Forcing Treatment to Force Execution
November 29, 2011Student Blogs Article“Jared Loughner spends his life in isolation but is never alone. Cameras watch his every movement. Guards log his actions every 15 minutes. His existence is charted in three colors. Blue means he’s in bed. Green means he’s up and awake. Red means he is pacing in tight circles in his small cell. Red made up the largest slice on Loughner’s chart some days during the summer. Since then, the red slice has shrunk. The colors shift with his moods as the man accused of fatally shooting six people and wounding 13, including Arizona Rep. Gabrielle Giffords, responds to therapy and drugs.” – Details of Loughner’s life emerge from testimony, file, USA Today.
Jared Lee Loughner is arguably America’s current Public Enemy No. 1. On January 8, Loughner opened fire at a grocery store parking lot killing six people, including U.S. District of Arizona Judge John Roll and a staff member for U.S. Representative Gabrielle Giffords. As the public reeled from the shooting, the media began trying to uncover Loughner’s motivations and revealed a YouTube account where Loughner accused the government of mind-controlling and brainwashing citizens with language. Since being imprisoned, Loughner’s condition has rapidly deteriorated. He was receiving forced medication until the Ninth Circuit ordered it stopped, after which he paced in circles up to 14 hours in one day, leading to a blister on his foot that gradually infected his leg.
The stage has been set for a high-profile case involving the federal death penalty and mental incompetency.
In recent decades, medical treatment for psychological disorders has advanced at unprecedented rates, effectively treating and altering the lives of patients with otherwise-debilitating conditions. Not all patients, however, are created alike. Unsurprisingly, the nation’s prisons are well populated by mentally ill individuals. Prisoners don’t have the liberty to choose their method of treatment.
Can, and should, a prison forcibly medicate a mentally ill prisoner for the protection and safety of other inmates and guards? The Supreme Court says yes. Washington v. Harper, 494 U.S. 210 (1990).
What about forcibly medicating to make that inmate competent to stand trial? The Supreme Court says that’s permissible, also. Sell v. United States, 539 U.S. 166 (2003). On the other hand, the Supreme Court has held that an ‘incompetent’ inmate on death row cannot be executed. Ford v. Wainwright, 477 U.S. 399 (1986).
Significantly, the Court has persisted in leaving one logical follow-up question unanswered: Can a prison forcibly medicate a mentally ill prisoner to render him competent to be executed?
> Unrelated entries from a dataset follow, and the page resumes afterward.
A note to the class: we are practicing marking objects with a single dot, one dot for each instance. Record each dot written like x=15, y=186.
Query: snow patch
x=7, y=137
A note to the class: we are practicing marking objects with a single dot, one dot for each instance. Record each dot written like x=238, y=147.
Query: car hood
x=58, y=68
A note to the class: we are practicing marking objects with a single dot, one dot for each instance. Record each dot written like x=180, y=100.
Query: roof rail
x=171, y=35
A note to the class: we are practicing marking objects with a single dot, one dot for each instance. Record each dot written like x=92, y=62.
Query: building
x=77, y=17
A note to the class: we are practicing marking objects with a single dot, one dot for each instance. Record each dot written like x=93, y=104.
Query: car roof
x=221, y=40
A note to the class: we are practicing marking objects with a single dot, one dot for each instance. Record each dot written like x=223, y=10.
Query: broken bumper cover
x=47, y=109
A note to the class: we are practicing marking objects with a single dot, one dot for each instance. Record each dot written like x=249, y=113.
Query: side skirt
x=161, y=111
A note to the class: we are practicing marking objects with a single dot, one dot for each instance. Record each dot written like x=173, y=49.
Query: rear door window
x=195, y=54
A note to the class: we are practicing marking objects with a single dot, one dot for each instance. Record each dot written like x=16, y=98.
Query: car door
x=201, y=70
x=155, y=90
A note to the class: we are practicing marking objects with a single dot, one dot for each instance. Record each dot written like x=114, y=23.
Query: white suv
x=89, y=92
Two states—Louisiana and South Carolina—have explicitly held that it is unconstitutional to forcibly medicate an inmate for the sole purpose of rendering him competent for execution. In 2003, the Eighth Circuit reached the opposite conclusion, citing the state’s strong interest in carrying out lawfully imposed sentences. The Supreme Court denied certiorari to review the Eighth Circuit’s decision in Singleton v. Norris. 319 F.3d 1018.
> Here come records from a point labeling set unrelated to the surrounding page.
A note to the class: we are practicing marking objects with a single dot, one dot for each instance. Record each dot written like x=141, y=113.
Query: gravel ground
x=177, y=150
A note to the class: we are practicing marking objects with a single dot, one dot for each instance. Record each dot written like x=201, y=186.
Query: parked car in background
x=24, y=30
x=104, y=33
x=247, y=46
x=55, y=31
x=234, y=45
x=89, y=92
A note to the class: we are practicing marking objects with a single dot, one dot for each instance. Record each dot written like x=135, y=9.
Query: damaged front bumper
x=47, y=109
Meanwhile, more recently, the Supreme Court has affirmed the constitutionality of forcibly medicating to render a detainee competent to stand trial. Sell v. United States, 539 U.S. 166 (2003). But it is obvious why Sell can’t control the issue of forcing medication to execute. The death row inmate’s interests are markedly different than the detainee’s interests in a fair trial.
Moreover, the ruling in Washington v. Harper was that an inmate’s liberty interest against involuntary treatment could be compromised if, and only if, two important conditions are met:
(1) He is a danger to himself or others.
(2) The treatment is in his medical interest.
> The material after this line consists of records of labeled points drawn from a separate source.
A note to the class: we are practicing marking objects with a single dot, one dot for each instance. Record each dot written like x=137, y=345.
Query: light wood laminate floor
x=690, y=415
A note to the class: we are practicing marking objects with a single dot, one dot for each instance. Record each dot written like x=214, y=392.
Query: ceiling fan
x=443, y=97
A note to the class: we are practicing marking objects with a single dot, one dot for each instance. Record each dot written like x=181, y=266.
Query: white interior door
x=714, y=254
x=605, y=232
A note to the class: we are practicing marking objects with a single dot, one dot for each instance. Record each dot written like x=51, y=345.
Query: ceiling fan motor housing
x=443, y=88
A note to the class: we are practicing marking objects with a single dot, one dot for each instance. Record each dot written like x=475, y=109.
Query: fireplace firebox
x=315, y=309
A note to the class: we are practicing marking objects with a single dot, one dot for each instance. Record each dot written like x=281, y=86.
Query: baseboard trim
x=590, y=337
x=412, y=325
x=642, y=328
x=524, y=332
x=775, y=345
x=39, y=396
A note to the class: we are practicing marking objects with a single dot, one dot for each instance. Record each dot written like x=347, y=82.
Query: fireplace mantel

What constitutes “medical interest”? Is it in a death row inmate’s medical interest not to be executed? The system appears to be forcing inmates into a grisly decision: remain untreated and subject to debilitating delusions, or render yourself competent and be executed. The decision also puts prison doctors in an incredibly unenviable position that defies ethics.
I believe that there is a truth most Americans have been unwilling to face since reinstituting the death penalty over three decades ago, which lies beneath the issue of death row medication: the death penalty is fundamentally incompatible with our democratic ideals. The Eighth Circuit in Singleton v. Norris (allowing forced medication) reached its decision on what seem to be highly paternalistic grounds. The decision essentially tells the inmate: ‘We feel guilty about executing you because you’re insane, so we will forcibly medicate you to make sure you understand you are about to be executed because it’s in our interest to do so, then at least we can execute you with a clear conscience.’
The complicated reasoning lends itself to a host of important questions. Is a mentally insane person no longer insane once medicated? Does an individual’s freedom to refuse medication disappear after he is sentenced to death? Has modern medicine advanced in such a twisted way as to allow more executions of the insane rather than less? And is this really the kind of justice we want for America?